Gensler principal and Managing Director Diana Farmer-Gonzalez, who is working on three Citizen M hotels in Miami consisting of 165 SF micro-units, said hotels, no matter how modern, have to have "an analog experience."
"If you are unable to override how lighting is in a room, you’re going to call the front desk and say, ‘Get someone up here!’" she said. "Technology can work against you.”
Menin Hospitality co-founder and Managing Principal Jared Galbut disagreed.
“It’s really market-dependent,” he said. “In Chicago and New York, a lot of people don’t even want to interact with the front desk.”
Business travelers want to check in and check out seamlessly. Young people traveling to big cities often want to be out and about, without much interaction with staff. However, at properties like his boutique Gale Hotel in Miami’s South Beach, guests still expect a resort feel.
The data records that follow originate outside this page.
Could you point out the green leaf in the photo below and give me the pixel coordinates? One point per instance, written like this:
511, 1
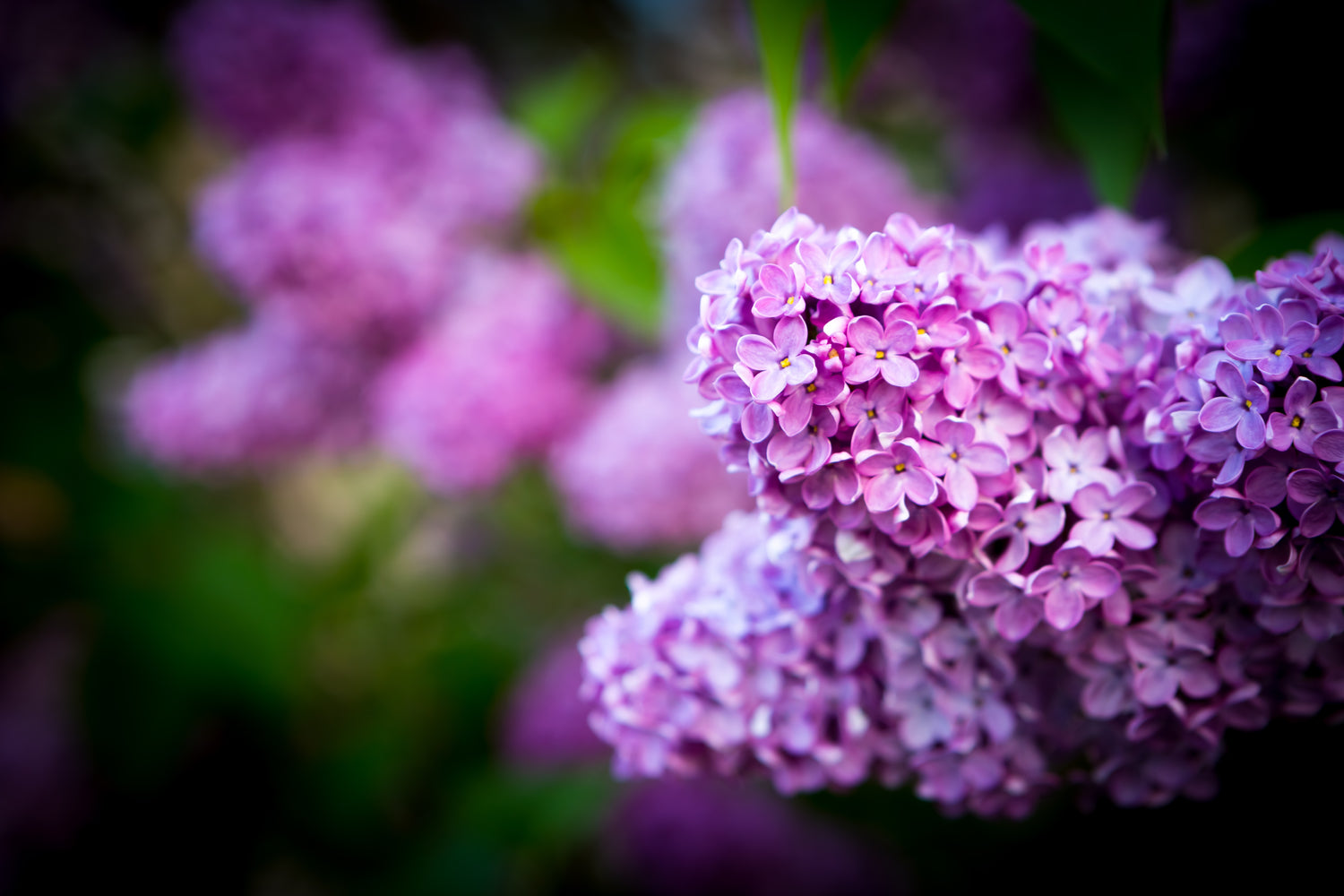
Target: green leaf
1121, 42
852, 29
780, 29
1109, 136
1279, 238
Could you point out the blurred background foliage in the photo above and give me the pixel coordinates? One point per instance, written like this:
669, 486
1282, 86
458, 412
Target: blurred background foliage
296, 684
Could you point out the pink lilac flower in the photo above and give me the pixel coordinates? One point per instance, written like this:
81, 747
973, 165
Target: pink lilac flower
492, 381
726, 183
1120, 485
637, 473
250, 398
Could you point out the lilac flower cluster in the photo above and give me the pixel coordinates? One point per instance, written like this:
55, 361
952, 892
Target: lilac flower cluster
1007, 527
726, 182
355, 228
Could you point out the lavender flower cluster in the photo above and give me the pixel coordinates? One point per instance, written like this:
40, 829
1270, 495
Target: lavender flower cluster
1062, 509
357, 228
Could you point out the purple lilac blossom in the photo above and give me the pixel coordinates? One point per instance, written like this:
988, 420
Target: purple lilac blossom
996, 582
726, 183
639, 473
499, 376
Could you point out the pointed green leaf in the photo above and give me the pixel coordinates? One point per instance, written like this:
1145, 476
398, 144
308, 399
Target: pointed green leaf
780, 27
1121, 42
852, 29
1107, 132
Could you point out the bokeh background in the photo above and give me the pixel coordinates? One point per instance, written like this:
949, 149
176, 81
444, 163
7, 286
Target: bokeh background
320, 676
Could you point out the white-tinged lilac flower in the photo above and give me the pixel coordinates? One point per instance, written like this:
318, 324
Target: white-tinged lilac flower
935, 325
1107, 517
894, 474
780, 292
1319, 357
1242, 406
1075, 461
959, 458
1238, 519
1016, 611
964, 367
1322, 497
1004, 328
1021, 525
780, 363
831, 277
1070, 584
875, 414
1265, 340
1303, 419
881, 351
726, 183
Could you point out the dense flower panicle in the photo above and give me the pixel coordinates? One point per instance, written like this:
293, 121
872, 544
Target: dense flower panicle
249, 397
500, 375
639, 473
726, 183
1070, 479
370, 182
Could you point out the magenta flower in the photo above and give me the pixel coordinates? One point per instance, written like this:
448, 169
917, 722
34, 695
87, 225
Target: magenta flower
1021, 525
1263, 339
875, 413
780, 292
1322, 497
808, 449
780, 363
1319, 357
1077, 461
965, 367
1016, 613
881, 351
796, 409
1301, 419
895, 474
1242, 405
830, 277
1107, 517
1005, 331
884, 271
1238, 519
959, 460
935, 327
1069, 583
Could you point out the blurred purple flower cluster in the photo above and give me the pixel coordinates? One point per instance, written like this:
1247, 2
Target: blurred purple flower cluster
1058, 505
357, 228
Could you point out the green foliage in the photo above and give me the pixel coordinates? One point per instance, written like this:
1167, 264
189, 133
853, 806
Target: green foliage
1094, 118
1101, 66
596, 214
1279, 238
780, 29
852, 27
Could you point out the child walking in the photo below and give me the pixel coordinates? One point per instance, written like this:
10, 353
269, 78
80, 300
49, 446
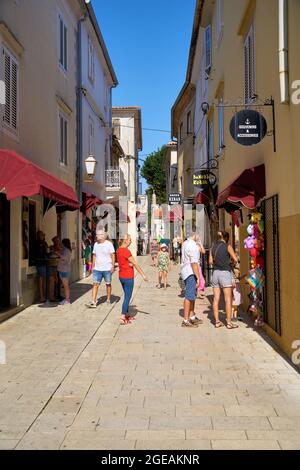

Cube 3 partner Jon Cardello said that hotels need to think about what story their property is telling. Cube 3 is an architecture, planning and design firm.
“When [guests] leave your hotel, they want to feel good," Cardello said. "They want to go tell their friends what a good time they had. They want a good story.”
Dream Hotel Group Vice President Christian Glauser Benz agreed, saying that the landscape has changed in just five years.
“Dream Hotel Group is curating more and more activities around that room and shower,” he said. In New York and Austin, the company is incorporating the local music scene. Five projects underway across Mexico are tailored to the quirks of each locale.
Hersha Hospitality Trust Vice President Sandra Cardona suggested that hotels be positioned as a part of a city’s scene and that guests want an extension of their night out. Years ago, locals wouldn’t think of stepping into a hotel two blocks from home. Now, “they might have an impromptu meeting, or might have a coffee, and that drives revenue,” she said.
UPDATE, NOV. 13, 4:30 P.M. ET: A previous version of this story included references to works of fiction that could be viewed as culturally insensitive. Bisnow regrets the error.